ないまぜ日記

映画、海外ドラマ、音楽、その他諸々、ないまぜ日記

ピクニック at ハンギング・ロック

この映画を最初に見たのはいつだったのか。確かビデオで見たので15年以上前なのかも。

ピーター・ウィアー監督のこの作品、その昔、雑誌など色んなところで見かけていたんですが、なかなか見る機会がなくてようやく見られた時はすごく嬉しかった。それがシネフィル・イマジカでディレクターズ・カット版というのが放送されたので録画しておきました。久しぶりに見てもやっぱりこの雰囲気が独特で初めて見た時の感覚を思い出しました。

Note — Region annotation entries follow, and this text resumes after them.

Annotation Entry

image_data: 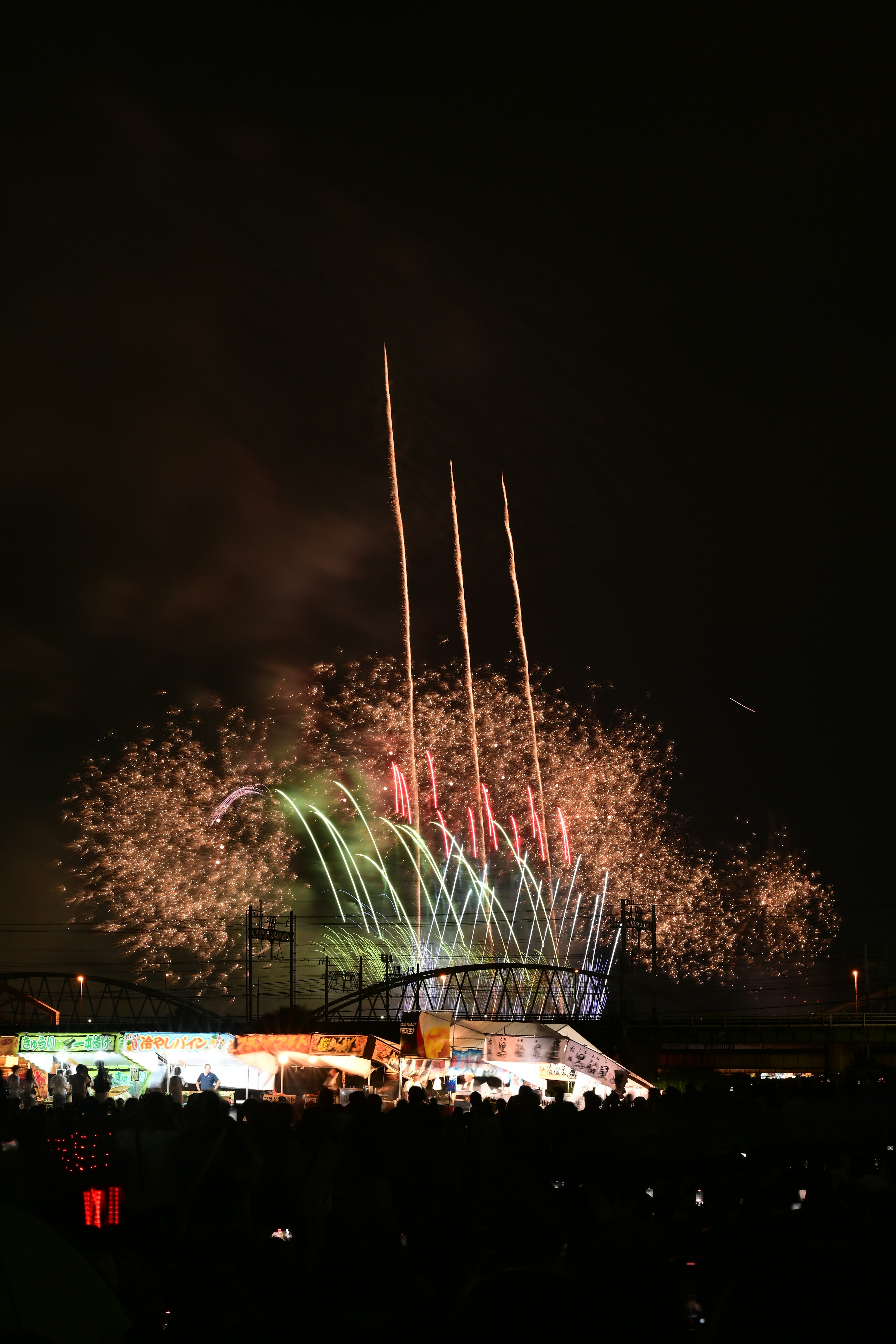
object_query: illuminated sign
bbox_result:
[82,1185,121,1227]
[19,1031,118,1055]
[121,1031,234,1055]
[484,1035,563,1064]
[539,1064,575,1083]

オーストラリアという男臭い砂漠の土地です。目の前には椰子の木が生えてるような砂漠のど真ん中にいかにもビクトリア朝時代の建物が建っている。レンガ作りの建物の女子寄宿学校なわけですが、生徒たちは真っ白なレースにリボンにフリルです。みなコルセットを着けてる時代。校長の書斎にはビクトリア女王の写真が飾られてます。1900年というのも意味有り気。19世紀が終わり20世紀がすぐそこまで来ている1900年。翌年には20世紀と共にエドワード朝が始まるわけです。

うーん。意味深。

実際に起きた少女と教師の行方不明事件を題材にした小説が元になっているそうですが、実際の事件の詳細はどうだったんでしょうね。とにかく、些細なシーンにも意味があるんじゃないかと疑り深くしつこく見直すと益々深みにはまっていく映画です。

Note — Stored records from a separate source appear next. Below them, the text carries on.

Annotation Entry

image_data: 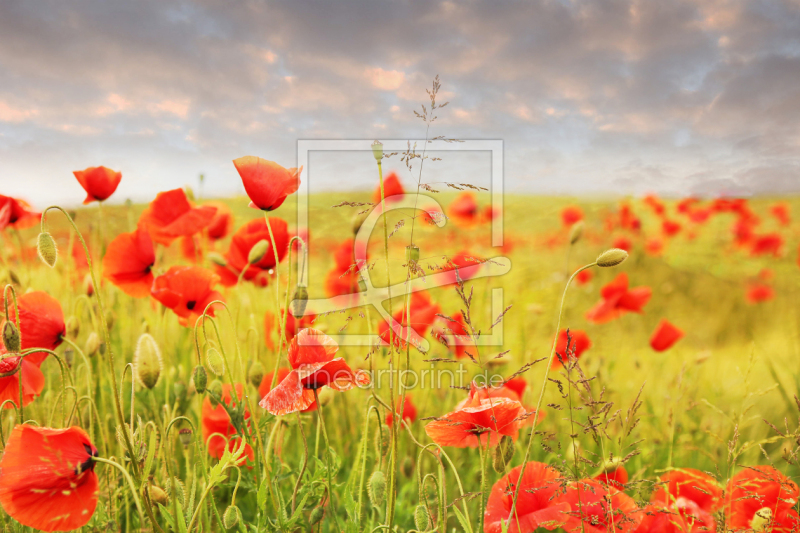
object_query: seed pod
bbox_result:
[569,220,584,244]
[83,331,100,357]
[3,320,22,353]
[367,470,386,507]
[206,379,222,407]
[400,457,414,477]
[36,231,58,268]
[178,428,192,448]
[247,361,264,388]
[206,346,225,376]
[406,244,419,263]
[147,485,169,506]
[308,505,325,526]
[372,141,383,163]
[192,365,208,394]
[66,315,81,339]
[206,252,228,268]
[375,429,391,457]
[291,283,308,318]
[133,333,163,390]
[414,504,432,531]
[492,435,514,474]
[597,248,628,268]
[247,239,269,265]
[222,505,241,529]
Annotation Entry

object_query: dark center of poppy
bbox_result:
[75,444,97,476]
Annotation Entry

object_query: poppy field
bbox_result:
[0,122,800,533]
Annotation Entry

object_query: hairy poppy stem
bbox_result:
[508,261,597,528]
[314,389,341,530]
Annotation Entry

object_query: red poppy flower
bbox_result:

台詞の多い映画は説明しすぎるとこちらの想像力を使う機会がなくてつまらない。押し付けがましく感じてしまう。色んな解釈があって良いと思うので。解釈を一つしか許容しないような脚本を書く人は傲慢だと思う。この映画は台詞が最小限でこちらの想像を最大限に膨らませてくれる映画だから好き。分からないから面白いときがある。謎は謎としてとっておいたほうが艶っぽい。

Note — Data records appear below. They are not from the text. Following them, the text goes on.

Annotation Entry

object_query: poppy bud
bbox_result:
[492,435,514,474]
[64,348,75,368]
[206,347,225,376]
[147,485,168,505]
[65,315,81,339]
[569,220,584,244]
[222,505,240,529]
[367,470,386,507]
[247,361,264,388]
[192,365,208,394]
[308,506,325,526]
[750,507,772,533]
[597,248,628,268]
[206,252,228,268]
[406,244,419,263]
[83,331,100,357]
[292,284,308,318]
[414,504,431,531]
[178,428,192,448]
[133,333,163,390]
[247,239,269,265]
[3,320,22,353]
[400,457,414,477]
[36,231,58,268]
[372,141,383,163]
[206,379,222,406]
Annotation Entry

行方不明になる少女ミランダを演じたアン・ルイーズ・ランバートは台詞にもあるようにボッティチェリの天使のようです。謎めいていて、美しくて、どこか諦めたような老婆みたいな目をする時がある。
ジェレミー・ブレットの「シャーロック・ホームズ」の「修道院屋敷」にレディ・メアリで出演してます。つい最近、チャンネル銀河で放送していたのを見たばかりだったので「ピクニック〜」を見て彼女に気が付きました。「修道院屋敷」を見る度にこの人どこで見たんだっけなぁぁぁ、と思っていたんですがミランダだったとは! あー、驚いた。